# how to get water out of chainsaw cylinder



## Bob DiGiacomo (Jan 15, 2009)

Compression is 125, good spark, I spray starter fluid in the sparkplug and no pop what so ever. I think there is water inside the cylinder how can I get it out? I removed the muffer and blew it out with compressed air, but still no pop. It is a poulan chainsaw. I'm thinking there is just too much moisture for it to start?


----------



## 30yearTech (Sep 14, 2006)

Compressed air into the cylinder is usually a good way to expel moisture from the cylinder and crankcase. I would take a look at the flywheel to make sure the key is intact and not sheared.

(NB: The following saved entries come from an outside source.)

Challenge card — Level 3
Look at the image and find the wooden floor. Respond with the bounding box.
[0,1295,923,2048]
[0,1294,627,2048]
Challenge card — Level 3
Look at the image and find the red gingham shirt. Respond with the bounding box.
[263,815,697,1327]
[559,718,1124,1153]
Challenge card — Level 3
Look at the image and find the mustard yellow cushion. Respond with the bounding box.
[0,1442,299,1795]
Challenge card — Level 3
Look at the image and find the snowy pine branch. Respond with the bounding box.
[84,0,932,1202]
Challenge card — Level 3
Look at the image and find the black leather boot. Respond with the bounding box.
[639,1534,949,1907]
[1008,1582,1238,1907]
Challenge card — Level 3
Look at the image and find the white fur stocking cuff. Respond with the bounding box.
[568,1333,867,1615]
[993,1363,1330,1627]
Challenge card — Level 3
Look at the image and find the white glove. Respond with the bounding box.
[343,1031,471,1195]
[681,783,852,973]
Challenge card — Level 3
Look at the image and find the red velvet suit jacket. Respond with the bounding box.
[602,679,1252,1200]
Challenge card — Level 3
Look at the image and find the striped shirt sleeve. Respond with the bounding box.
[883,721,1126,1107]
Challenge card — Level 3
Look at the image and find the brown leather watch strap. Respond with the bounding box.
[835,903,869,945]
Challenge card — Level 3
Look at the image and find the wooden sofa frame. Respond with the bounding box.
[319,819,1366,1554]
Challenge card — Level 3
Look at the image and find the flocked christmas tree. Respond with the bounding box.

The only other thing might be a massive air leak, make sure crankshaft seal(s) are in place.

You can usually tell if moisture is causing an issue, it will collect on the spark plug electrode. After trying to start, remove plug and inspect for water.

Best of Luck....:thumbsup:


----------



## Bob DiGiacomo (Jan 15, 2009)

Well, I let the saw sit for a day upside down with the muffler off and the spark plug out. When I retested today there was surely a pop. Thanks for the help. I guess it was too wet last night. I also checked the flywheel key and the crankseal gasket and they were in working order. I was wondering what the best way to remove the flywheel is I put rope in the sparkplug hole to allow me to take off the flywheel nut, but how do you pop off the flywheel if it is stuck on. I had to really carefully pry with my screw driver for about 10 minutes and keep spraying with fluid film until it broke loose. My 3 jaw puller would not fit under the flywheel in such a tight spot. Thanks Bob


----------



## 30yearTech (Sep 14, 2006)

Bob DiGiacomo said:


> Well, I let the saw sit for a day upside down with the muffler off and the spark plug out. When I retested today there was surely a pop. Thanks for the help. I guess it was too wet last night. I also checked the flywheel key and the crankseal gasket and they were in working order. I was wondering what the best way to remove the flywheel is I put rope in the sparkplug hole to allow me to take off the flywheel nut, but how do you pop off the flywheel if it is stuck on. I had to really carefully pry with my screw driver for about 10 minutes and keep spraying with fluid film until it broke loose. My 3 jaw puller would not fit under the flywheel in such a tight spot. Thanks Bob


I usually just tap on the counter balance side with a hard plastic or brass hammer while suspending the flywheel in hand, and they usually pop right off.


----------



## Bob DiGiacomo (Jan 15, 2009)

Well, I rebuilt the carb and the saw would not pop again. I removed the muffler and it popped. So I took the muffler apart and found all kinds of dirt and rust in there that was trapping in moisture. After cleaning the muffler it took care of my problem. Just wanted to post to help someone out. Take care, Bob


----------